Tips for Avoiding Runner's Knee

For many, running is more than just a chore-like prescription for cardio. It can represent alone time, it can be meditative, it requires discipline, and that in itself can bring gratification and accomplishment. Biologically, running releases endorphins and of course, it can significantly transform your body when done with dedication and coupled with a healthy diet.


But it can also take a toll on your body. So much so that it has its own assigned ailment, runner’s knee doled out to those who get worn down by the repetitive and grueling task. Runner’s knee is very common, simply coming as the result of pounding pressure being applied to the joints. “Runner’s knee is basically a general term which encompasses multiple diagnoses,” says Trent Nessler, PT, MPT, DPT, National Director of Sports Innovation at Select Medical and creator of the Run Safe Program.
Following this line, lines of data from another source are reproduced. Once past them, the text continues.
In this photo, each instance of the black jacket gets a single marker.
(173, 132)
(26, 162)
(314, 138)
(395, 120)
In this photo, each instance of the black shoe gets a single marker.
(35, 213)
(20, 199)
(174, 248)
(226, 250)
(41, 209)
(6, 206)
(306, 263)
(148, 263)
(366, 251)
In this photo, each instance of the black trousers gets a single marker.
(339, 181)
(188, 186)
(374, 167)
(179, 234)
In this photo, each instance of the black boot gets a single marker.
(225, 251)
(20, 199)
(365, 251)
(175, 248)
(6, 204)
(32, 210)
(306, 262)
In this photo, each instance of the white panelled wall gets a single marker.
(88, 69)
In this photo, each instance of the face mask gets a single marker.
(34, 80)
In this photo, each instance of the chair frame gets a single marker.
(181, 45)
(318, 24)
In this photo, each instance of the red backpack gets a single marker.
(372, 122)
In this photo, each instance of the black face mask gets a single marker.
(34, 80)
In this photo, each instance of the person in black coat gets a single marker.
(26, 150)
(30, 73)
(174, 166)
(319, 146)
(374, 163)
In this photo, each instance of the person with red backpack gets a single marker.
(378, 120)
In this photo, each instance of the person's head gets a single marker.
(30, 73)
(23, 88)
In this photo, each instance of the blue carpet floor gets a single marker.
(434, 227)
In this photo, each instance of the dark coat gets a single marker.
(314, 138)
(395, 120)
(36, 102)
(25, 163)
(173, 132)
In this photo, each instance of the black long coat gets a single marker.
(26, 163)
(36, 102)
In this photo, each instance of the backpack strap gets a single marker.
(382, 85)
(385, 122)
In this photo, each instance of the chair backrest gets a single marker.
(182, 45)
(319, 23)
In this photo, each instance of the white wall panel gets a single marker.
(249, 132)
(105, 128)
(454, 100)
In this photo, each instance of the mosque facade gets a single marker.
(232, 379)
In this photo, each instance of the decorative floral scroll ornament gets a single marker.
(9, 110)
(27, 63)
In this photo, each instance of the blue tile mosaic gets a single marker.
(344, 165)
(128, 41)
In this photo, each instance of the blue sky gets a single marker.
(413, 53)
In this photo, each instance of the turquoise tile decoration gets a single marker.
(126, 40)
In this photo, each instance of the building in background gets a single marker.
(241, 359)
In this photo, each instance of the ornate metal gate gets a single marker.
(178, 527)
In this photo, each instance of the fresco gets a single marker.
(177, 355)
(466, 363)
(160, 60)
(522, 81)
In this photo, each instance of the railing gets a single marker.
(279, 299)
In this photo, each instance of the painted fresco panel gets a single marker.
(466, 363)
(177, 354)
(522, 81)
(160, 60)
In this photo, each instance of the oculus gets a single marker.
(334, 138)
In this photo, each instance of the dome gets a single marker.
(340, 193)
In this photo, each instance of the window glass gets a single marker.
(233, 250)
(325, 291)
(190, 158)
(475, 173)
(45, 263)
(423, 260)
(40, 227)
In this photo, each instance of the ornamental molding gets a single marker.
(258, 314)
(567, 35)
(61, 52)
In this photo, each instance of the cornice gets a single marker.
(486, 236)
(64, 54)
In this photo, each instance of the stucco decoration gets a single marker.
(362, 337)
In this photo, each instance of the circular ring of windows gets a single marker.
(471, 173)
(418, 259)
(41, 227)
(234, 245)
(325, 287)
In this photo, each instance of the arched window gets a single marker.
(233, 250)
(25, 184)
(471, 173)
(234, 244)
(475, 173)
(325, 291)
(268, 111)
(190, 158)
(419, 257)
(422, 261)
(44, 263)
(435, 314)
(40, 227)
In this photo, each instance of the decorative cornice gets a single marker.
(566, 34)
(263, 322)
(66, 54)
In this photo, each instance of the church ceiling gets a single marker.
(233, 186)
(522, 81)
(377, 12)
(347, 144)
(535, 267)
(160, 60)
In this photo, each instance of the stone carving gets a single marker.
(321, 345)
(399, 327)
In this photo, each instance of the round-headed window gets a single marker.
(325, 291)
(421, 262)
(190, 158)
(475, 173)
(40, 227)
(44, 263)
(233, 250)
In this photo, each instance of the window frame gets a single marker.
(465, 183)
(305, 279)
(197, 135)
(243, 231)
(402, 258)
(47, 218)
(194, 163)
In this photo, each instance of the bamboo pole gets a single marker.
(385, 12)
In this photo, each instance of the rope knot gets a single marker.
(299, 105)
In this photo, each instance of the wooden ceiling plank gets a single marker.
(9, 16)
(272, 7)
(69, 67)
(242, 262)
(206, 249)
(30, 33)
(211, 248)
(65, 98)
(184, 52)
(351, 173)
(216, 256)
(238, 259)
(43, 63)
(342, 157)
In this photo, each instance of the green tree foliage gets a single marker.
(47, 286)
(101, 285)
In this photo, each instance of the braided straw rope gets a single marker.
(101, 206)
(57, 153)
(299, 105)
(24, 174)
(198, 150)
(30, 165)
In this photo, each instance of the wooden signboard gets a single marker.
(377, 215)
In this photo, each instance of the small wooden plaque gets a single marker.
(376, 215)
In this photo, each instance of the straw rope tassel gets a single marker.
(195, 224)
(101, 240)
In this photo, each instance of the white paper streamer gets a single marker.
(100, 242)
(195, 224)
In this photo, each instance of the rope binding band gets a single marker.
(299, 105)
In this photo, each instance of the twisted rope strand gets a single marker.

There are many different forms of, descriptions for, and symptoms of runner’s knee, but they are all more or less the result of wear and tear on the knee from repetitive motion, pressure, and impact. While the different ailments that fall under the umbrella of runner’s knee are deserving of their own blog post, most people are more concerned with what they can do to prevent it outside of just not running altogether.


With that said, what are the things one can do to minimize the risks or possibly prevent runner’s knee?


Build a Stronger Lower Body and Core

The stronger everything remains from the midsection down, the less load you ask your knees to carry while running.


“Weakness throughout the lower kinetic chain can add to an increased risk for runners knee,” says Nessler.  “If you address the most common physical weaknesses seen in the majority of runners [which occur in the lower body and core]…most will not only have a dramatic reduction in runner’s knee but will [also] have a reduction in all lower limb injuries.”


Functional exercises like squats, planks, and lunges will all strengthen this part of your body and condition is better for running.


Think About Your Shoes

Getting the most expensive shoe is not necessarily the answer here. You must consider what’s best for you specifically. “Poor shoes or being fitted with the wrong shoe can significantly alter force attenuation during running,” says Nessler. “Absorbing shock (or force) is vital to preventing shin splints and runner’s knee.”


Nessler suggests an actual running evaluation that will help you understand your own personal performance and insights on how you run. “Using a 3D wearable sensor, we have the athlete run in three different types of shoes.  This system will provide us with right and left IPA (initial peak acceleration — how well you control the foot into the ground), right and left ground reaction force at midstance, and stance time on the right and left.  This allows us to directly see how well they are controlling the forces through the lower limb and which shoe provides them with the optimal performance.”


Next up, once you find the right shoes, you can’t keep them for too long. Your favorite pair of running shoes may have stuck with you through thick and thin and logged a lot of miles, but they certainly have a shelf life. Nessler suggests putting a cap on each pair at about 500 miles and possibly just over half of that distance if you want to be diligent. The more wear and tear on those shoes, the less shock absorbing properties they retain, giving the brunt of that load instead to your body.